Friday, May 27, 2016

Summer Life

Apricots, not Grapes! The whole tree!  http://copingjene.blogspot.com/

It seems impossible that yet another year has passed.  Summers and Christmas seem to be the markers of years passing that I pay attention to.  It seems to me that with both, even though I know they are coming, they spring on me as if they had dropped out of an unseen airplane and suddenly landed next to me.

I always look forward to summer.  The fruit is on and it seems most of the pleasant memory makers are too.  I’m glad to see another summer, even though it also reminds me that I am probably coming to the end of the summer in my life.  Summers remind me that life goes on.  It also reminds me, that most of life is warm and inviting.  No matter how long winter seems to last, summer eventually comes and life seems wonderful.

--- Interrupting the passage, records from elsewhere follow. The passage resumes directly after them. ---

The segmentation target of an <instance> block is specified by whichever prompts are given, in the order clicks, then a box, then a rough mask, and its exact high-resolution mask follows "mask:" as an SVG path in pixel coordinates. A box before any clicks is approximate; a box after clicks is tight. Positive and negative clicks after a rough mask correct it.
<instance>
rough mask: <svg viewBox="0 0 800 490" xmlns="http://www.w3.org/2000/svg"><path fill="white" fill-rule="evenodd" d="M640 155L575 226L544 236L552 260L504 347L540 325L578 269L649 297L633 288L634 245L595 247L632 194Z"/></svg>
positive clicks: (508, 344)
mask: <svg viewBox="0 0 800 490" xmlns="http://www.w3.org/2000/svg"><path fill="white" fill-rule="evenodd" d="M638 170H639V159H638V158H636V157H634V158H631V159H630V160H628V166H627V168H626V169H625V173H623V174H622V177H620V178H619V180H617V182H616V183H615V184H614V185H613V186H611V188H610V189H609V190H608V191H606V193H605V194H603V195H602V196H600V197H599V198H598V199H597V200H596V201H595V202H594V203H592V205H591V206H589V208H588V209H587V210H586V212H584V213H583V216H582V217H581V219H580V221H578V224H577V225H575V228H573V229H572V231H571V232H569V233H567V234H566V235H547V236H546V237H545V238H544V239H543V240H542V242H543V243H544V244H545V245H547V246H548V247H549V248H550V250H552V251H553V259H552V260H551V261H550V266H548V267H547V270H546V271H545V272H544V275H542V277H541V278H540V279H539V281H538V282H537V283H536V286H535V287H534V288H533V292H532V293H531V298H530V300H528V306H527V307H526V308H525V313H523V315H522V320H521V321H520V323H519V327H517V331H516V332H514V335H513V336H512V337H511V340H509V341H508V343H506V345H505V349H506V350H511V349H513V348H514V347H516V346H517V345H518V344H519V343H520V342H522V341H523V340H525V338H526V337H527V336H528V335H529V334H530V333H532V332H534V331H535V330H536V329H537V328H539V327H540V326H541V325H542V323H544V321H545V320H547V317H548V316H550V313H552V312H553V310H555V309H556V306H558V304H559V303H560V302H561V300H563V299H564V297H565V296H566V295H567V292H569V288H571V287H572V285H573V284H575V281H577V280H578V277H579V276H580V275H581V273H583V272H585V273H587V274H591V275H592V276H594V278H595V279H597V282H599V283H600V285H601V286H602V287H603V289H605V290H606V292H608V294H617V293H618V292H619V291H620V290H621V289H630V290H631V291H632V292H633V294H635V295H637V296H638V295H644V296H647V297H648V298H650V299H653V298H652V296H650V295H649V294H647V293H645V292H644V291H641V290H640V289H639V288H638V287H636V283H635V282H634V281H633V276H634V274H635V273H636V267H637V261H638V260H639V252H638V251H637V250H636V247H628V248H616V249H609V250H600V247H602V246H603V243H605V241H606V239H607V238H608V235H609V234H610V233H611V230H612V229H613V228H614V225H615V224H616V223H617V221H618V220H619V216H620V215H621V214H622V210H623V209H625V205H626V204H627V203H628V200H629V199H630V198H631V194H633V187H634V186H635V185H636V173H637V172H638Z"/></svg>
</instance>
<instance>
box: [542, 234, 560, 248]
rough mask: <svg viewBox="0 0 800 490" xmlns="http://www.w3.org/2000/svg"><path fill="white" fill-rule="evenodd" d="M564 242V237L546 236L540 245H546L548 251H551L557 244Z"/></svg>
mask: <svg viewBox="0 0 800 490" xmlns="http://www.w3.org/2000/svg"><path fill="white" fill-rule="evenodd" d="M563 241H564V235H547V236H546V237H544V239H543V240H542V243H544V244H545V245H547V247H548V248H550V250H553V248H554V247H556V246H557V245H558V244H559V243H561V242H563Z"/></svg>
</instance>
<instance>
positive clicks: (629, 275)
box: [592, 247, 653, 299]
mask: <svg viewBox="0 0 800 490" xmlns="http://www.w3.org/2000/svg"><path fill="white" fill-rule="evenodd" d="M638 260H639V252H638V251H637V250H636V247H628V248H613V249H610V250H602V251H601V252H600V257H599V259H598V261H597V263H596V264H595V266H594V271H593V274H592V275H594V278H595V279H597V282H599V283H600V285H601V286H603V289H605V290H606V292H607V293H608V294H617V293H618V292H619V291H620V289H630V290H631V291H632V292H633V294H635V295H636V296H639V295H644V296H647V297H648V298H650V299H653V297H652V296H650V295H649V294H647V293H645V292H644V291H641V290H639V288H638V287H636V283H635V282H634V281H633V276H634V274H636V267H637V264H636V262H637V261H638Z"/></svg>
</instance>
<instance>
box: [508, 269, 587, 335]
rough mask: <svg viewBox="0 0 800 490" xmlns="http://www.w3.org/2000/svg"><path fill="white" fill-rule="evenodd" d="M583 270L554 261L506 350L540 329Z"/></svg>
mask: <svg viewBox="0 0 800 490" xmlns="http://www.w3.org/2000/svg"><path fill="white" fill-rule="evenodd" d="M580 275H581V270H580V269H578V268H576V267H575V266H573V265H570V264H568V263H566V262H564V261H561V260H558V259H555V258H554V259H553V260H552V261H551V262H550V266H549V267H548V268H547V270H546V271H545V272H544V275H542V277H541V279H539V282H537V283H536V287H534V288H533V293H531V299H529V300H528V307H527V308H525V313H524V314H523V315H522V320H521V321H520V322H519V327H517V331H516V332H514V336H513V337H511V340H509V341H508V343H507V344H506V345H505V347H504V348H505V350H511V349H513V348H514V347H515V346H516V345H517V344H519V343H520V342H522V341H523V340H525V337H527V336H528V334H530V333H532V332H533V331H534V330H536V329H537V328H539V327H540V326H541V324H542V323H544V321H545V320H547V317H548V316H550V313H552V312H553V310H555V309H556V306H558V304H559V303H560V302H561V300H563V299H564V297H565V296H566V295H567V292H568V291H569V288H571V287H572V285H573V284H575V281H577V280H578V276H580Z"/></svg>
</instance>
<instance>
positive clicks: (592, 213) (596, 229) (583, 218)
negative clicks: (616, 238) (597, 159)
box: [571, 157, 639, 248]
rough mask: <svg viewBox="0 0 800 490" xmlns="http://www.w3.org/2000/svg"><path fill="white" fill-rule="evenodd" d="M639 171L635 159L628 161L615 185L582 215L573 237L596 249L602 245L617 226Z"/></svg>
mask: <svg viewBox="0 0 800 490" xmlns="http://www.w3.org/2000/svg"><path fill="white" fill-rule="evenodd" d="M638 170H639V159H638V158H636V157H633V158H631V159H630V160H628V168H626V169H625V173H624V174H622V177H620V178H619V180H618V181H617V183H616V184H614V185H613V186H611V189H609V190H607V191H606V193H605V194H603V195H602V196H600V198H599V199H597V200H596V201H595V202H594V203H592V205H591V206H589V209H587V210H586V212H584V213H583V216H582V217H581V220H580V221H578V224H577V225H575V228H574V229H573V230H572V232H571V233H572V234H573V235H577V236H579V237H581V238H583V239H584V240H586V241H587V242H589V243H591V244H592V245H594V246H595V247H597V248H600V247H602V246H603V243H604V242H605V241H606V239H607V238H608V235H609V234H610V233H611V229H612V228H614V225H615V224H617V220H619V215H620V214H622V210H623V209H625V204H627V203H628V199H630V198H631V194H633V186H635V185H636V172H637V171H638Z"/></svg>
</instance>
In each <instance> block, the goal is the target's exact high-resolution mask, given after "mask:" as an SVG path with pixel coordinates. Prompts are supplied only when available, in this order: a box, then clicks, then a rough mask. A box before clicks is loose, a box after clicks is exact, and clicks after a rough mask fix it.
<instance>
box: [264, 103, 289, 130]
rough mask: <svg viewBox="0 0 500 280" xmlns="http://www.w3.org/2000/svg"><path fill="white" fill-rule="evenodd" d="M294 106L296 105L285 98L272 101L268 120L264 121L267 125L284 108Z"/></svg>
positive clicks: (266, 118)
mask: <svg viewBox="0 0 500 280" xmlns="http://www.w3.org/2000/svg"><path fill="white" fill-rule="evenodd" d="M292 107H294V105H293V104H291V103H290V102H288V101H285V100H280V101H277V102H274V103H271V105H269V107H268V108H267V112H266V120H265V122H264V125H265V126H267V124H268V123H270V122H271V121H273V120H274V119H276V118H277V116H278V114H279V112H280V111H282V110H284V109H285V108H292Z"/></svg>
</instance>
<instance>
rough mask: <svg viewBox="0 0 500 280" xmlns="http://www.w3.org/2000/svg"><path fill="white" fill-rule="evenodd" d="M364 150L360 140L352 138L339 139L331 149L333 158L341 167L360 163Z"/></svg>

I hope your summer is great.  Well, it’s time to get back to my fruit.  My apricots are one I that truly enjoy, and you would not believe how many I have already eaten.  Between the dog and I, we must have already eaten more than all the other apricots we have gotten from that tree in all the years past combined.  I think the dog has slowed down a bit, but I’m still eating all I can.

I love it. 


Until next time, Jene.

Wednesday, May 18, 2016

Tender Reminders

My wife and I were at a movie the other day.  It was a movie that we enjoyed very much.  It was based on a true story.  There were many touching scenes.  However, near the end of the movie, a very troubling scene came, where we watched in horror as the husband was killed in an accident.  We had not been prepared for that.  I could tell that my wife also took a gasping breath.  We were holding hands at the time.  Our grip tightened.  We sat white knuckled after that, as the movie played out, in a very mild way, what the new widow and her family were experiencing in the aftermath.

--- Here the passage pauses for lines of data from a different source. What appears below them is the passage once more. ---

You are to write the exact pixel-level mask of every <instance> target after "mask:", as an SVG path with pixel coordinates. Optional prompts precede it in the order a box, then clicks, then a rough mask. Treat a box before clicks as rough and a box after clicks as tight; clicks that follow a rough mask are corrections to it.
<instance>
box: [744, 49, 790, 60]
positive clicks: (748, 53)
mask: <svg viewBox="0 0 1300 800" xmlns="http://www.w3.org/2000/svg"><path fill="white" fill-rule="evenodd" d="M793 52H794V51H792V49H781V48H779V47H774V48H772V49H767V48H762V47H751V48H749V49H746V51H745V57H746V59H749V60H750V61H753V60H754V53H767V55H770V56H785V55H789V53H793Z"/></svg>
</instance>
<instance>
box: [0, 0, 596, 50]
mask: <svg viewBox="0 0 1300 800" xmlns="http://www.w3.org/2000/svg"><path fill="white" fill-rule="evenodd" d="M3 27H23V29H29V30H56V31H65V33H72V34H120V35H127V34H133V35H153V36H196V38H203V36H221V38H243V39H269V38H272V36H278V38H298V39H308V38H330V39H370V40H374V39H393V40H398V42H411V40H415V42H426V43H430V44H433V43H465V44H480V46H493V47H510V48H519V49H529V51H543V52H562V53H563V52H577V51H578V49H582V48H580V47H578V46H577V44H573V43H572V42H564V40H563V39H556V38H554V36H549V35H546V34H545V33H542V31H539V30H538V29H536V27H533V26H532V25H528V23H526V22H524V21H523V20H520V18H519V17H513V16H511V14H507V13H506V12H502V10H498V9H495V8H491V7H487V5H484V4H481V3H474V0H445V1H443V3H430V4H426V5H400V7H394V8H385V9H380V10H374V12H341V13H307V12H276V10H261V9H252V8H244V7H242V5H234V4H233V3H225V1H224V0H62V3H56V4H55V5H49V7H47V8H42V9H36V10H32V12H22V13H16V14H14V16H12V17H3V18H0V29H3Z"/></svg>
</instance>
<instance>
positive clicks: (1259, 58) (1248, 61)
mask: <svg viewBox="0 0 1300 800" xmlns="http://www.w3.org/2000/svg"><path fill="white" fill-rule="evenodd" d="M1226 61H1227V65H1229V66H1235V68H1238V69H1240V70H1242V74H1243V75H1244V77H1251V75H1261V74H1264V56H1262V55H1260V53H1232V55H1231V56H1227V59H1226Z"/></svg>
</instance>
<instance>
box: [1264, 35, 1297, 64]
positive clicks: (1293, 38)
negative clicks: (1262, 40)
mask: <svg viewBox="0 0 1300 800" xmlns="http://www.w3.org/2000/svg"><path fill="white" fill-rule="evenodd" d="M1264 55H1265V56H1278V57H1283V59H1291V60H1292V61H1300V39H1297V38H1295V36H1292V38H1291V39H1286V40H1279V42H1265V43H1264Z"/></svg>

I was very troubled by how the film made me feel.  It brought everything back as though it was yesterday.  Even though the story being portrayed was not how I lost my wife, it took me back to that moment once more.  It also brought back all the fears and stress that I felt back then.  It took several moments before I could breathe relaxed again.  After we left the theater, my wife and I talked about it.  I knew that she had been as affected as I had been.  Her husband had also died of cancer.  Our shared experience has given both of us insights into how we each have felt over the years we’ve been together.  I was glad that she understood my feelings so well. 

The memory of the feelings I had from watching the film stayed with me through the following day, but it made me grateful for this woman I found to share my life with.  Today I find myself grateful for life, for family, and for love.  I am especially grateful for the experiences that have given me the greater appreciation for what is truly important.  God, family and friends out weigh anything else about this life.


Thanks Deb, for love and a more meaningful life.  Thank you family and friends for your love and support.